All of these equations were written incorrectly, and in all but equation (4), these "misprints" caused him to make incorrect calculations that inflate uncertainties by a significant margin. 

SEM and 1/sqrt(N)

And this is not the end of the errors and oversights in this paper. There is more going on here that's wrong. For instance, increasing the number of values (N) should decrease uncertainty. The more values you average, the less the uncertainty in the mean. Frank does not calculate SEM with a 1/sqrt(N) term. Frank's reasoning for not including this appears to be

Correlated and non-normal systematic errors violate the assumptions of the central limit theorem, and disallow the statistical reduction of systematic measurement error as 1/√𝑁.

But this is simply false. As has been clearly demonstrated many times, averaging multiple values increases the precision of the average. This is something you can test for yourself. Take 100 values accurate to 2 decimal places. Then duplicate those values except round them to 1 decimal place. Then average both sets of 100 values. You'll find the both averages are similar to each other, and if you do the same with 1000 values, they will be even closer . This is because while rounding introduces error, the error is random - about half add to the mean and about half subtract from the mean, so the more values you average, the closer the two columns will agree. Since averaging cancels out much of the random error, the loss of precision where N=100 scales by σ/sqrt(100).

Systematic errors are also accounted for and quantified, and bias correction reduces their impact in all modern GMST datasets. Biases also work in both directions and can cancel each other out. If one bias adds 0.1°C to a value and two other biases subtract 0.05°C, their net effect is essentially 0. Bias correction makes the net effect of all biases small.
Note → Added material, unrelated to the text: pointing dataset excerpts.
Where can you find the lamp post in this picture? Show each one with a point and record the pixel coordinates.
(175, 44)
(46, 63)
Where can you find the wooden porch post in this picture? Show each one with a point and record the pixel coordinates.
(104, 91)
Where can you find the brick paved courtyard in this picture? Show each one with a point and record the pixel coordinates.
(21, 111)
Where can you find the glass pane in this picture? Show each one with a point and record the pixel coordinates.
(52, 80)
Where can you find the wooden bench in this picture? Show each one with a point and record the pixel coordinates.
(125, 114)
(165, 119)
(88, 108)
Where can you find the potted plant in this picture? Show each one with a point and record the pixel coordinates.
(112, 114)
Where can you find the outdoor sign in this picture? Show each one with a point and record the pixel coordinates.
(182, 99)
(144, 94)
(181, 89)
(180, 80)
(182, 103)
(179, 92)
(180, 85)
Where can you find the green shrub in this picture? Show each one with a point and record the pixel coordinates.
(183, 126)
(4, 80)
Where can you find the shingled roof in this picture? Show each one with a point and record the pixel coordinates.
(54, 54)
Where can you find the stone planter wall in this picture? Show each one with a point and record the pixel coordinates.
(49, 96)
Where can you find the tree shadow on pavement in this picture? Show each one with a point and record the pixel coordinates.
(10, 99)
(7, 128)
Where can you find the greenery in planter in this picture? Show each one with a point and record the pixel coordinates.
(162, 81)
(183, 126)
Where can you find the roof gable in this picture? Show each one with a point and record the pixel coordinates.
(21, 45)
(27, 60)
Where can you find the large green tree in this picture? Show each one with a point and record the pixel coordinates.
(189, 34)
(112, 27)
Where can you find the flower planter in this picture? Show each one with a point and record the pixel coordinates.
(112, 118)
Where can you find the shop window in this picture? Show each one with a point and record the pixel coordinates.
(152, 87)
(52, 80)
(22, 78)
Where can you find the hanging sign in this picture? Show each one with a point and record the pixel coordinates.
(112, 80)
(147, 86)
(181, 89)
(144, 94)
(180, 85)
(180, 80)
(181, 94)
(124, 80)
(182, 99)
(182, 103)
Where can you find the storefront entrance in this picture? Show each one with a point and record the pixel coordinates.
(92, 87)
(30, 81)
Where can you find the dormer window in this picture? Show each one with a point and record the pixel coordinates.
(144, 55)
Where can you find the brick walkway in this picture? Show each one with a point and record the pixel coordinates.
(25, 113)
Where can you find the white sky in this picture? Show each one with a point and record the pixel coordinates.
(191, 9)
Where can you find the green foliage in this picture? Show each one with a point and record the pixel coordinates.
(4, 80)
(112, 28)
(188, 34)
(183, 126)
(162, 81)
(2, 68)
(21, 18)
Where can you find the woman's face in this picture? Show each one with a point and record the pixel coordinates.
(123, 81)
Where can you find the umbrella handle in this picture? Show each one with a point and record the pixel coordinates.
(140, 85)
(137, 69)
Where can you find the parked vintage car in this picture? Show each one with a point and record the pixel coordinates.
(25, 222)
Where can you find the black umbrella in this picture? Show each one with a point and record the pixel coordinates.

There are numerous papers quantifying biases and correcting them to remove their impact on temperature trends. There is no justification for removing the 1/sqrt(N) term from the SEM. Uncertainties of GMST anomalies are dominated by sampling issues, not by instrumental error. Because Frank neglected to calculate SEM, his uncertainty estimates are going to be way too high even after making the above corrections to his equations. 

And Skeptical Science observes that Frank has also not properly accounted for covariance in these calculations, which would introduce a 2ab*σab term into his equation. The Skeptical Science article observes that one reason why scientists use anomalies is to reduce this uncertainty.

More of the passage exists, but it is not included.